West Valley School Board accepts new business official contract
All but one board member voted in favor of the motion, including a text message to Board President Stephen Kowalski from absent member George Kazmierczak.
“I have received a text from George that says, ‘I support the board hiring Ann.’ He is on a business trip, but wanted to show his support,” Kowalski reported.
O’Brien, a certified public accountant, holds a certificate to serve as a school district business leader in New York state.Her approved contract would commence on Aug. 20 and expire June 30, 2015.
Several other staff appointments were approved, with the exception of the head girls varsity soccer coach position, which was tabled until the next meeting.

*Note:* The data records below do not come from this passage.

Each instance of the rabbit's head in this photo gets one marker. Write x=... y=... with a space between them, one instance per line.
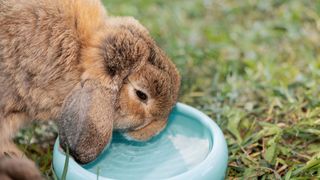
x=128 y=84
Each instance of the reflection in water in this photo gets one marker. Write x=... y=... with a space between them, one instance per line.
x=181 y=146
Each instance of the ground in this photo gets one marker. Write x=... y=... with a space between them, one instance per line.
x=252 y=66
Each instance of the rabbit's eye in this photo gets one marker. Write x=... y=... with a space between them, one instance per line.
x=141 y=95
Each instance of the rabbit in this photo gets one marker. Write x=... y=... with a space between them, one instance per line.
x=69 y=61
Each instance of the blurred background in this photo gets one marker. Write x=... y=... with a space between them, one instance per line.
x=251 y=65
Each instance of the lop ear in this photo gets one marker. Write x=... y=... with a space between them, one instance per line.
x=86 y=121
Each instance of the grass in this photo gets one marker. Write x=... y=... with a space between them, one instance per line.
x=253 y=66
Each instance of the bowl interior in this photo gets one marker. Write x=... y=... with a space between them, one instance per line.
x=182 y=145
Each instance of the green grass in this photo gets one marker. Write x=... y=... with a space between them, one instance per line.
x=253 y=66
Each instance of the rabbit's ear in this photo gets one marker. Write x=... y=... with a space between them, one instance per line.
x=123 y=52
x=86 y=119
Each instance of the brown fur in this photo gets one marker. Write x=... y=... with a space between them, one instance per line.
x=67 y=60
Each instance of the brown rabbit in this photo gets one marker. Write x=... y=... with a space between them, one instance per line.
x=67 y=60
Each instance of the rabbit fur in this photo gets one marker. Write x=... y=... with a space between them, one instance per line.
x=68 y=61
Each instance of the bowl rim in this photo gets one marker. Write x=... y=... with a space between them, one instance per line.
x=218 y=153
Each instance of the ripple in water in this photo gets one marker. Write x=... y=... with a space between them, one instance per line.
x=181 y=146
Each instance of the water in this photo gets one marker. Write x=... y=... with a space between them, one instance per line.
x=181 y=146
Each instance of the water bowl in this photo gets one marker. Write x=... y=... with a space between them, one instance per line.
x=191 y=147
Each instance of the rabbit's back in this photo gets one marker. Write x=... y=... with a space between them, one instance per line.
x=39 y=54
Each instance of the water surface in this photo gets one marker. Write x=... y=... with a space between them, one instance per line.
x=182 y=145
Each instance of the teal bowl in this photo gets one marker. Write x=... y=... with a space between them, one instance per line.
x=191 y=147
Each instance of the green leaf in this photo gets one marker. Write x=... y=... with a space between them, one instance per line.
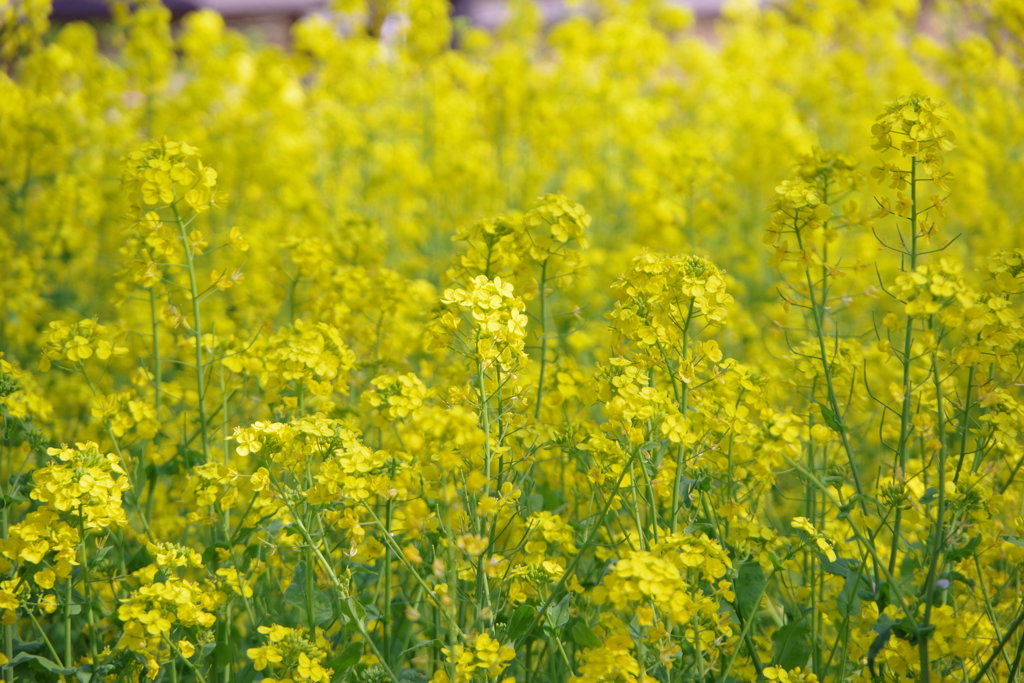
x=520 y=621
x=348 y=657
x=558 y=615
x=965 y=551
x=749 y=587
x=791 y=644
x=535 y=503
x=42 y=665
x=584 y=636
x=847 y=602
x=295 y=595
x=832 y=420
x=353 y=609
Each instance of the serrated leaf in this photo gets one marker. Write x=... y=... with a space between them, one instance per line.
x=584 y=636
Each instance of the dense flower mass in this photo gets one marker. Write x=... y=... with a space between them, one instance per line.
x=612 y=349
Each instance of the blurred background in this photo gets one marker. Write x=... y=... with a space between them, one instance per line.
x=271 y=19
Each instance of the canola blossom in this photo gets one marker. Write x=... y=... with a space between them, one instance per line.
x=608 y=350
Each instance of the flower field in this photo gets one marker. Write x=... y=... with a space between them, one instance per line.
x=607 y=350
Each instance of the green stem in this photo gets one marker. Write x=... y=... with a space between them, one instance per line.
x=197 y=330
x=939 y=534
x=544 y=336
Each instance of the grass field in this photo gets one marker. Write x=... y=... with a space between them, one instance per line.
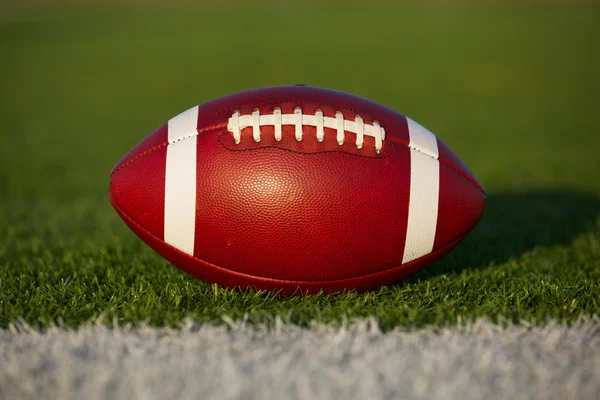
x=513 y=89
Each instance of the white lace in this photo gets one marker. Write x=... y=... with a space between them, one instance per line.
x=238 y=122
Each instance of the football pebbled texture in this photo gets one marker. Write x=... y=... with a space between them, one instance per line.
x=296 y=189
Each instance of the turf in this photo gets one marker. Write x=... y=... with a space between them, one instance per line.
x=513 y=89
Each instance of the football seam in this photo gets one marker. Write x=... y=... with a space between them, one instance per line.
x=222 y=125
x=278 y=280
x=301 y=152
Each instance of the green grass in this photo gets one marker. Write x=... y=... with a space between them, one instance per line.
x=514 y=90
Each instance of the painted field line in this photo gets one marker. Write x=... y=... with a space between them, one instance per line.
x=479 y=361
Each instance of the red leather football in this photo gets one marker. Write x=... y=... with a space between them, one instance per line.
x=296 y=188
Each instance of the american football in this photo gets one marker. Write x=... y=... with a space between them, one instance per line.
x=296 y=188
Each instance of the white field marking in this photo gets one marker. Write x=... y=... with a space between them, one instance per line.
x=424 y=192
x=180 y=181
x=477 y=361
x=238 y=122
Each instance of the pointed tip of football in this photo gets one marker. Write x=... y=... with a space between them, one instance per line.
x=136 y=186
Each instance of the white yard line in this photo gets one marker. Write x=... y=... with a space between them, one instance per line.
x=480 y=361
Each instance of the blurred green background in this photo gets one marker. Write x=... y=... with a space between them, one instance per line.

New Superintendent Eric Lawton thanked outgoing Superintendent Hillary Bowen for her help during his transition.
“She’s been outstanding to work with, giving me the background and making herself available. She’s made the transition much easier,” Lawton said.

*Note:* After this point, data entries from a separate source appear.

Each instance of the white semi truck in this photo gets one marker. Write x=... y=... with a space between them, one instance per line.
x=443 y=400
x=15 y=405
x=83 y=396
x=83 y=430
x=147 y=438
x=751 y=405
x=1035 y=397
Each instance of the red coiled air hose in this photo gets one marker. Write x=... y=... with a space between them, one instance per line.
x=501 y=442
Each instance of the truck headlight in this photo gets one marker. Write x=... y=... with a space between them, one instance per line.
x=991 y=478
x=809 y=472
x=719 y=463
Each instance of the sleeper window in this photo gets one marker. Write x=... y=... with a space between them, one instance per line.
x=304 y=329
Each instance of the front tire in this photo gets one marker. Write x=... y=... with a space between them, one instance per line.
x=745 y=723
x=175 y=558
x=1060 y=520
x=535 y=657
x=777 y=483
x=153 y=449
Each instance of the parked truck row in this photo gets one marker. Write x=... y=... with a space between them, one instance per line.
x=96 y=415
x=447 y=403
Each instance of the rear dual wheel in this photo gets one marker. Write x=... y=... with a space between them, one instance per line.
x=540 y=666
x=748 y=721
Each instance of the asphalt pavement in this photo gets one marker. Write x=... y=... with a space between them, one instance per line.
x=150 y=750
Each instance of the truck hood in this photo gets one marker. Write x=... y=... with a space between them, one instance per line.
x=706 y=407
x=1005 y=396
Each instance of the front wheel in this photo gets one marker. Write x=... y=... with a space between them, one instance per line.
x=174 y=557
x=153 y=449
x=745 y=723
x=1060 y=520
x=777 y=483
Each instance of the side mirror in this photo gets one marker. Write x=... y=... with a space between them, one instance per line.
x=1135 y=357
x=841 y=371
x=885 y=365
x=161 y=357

He also reported that his entry plan is almost finished and that he plans to send a questionnaire to all board members to “get data to back up decisions.”
The opening faculty and staff meeting will include bus drivers, cleaners and other non-teaching staff.
In the area of building maintenance, Lawton said that water dripping through the ceiling in one classroom is not a leak in the roof itself, but a build-up of water from the roof repair.
“The repair would be over $10,000, and it’s not worth it. It was recommended that we hold off until a capital project where we can do the whole roof,” Lawton explained. “It doesn’t drip until it gets really hot like this. It’s like boiling water. It expands and doesn’t have anywhere to go. We’re going to monitor it and keep an eye on it.”
In addition, a main power switch that does not work was called “really critical.”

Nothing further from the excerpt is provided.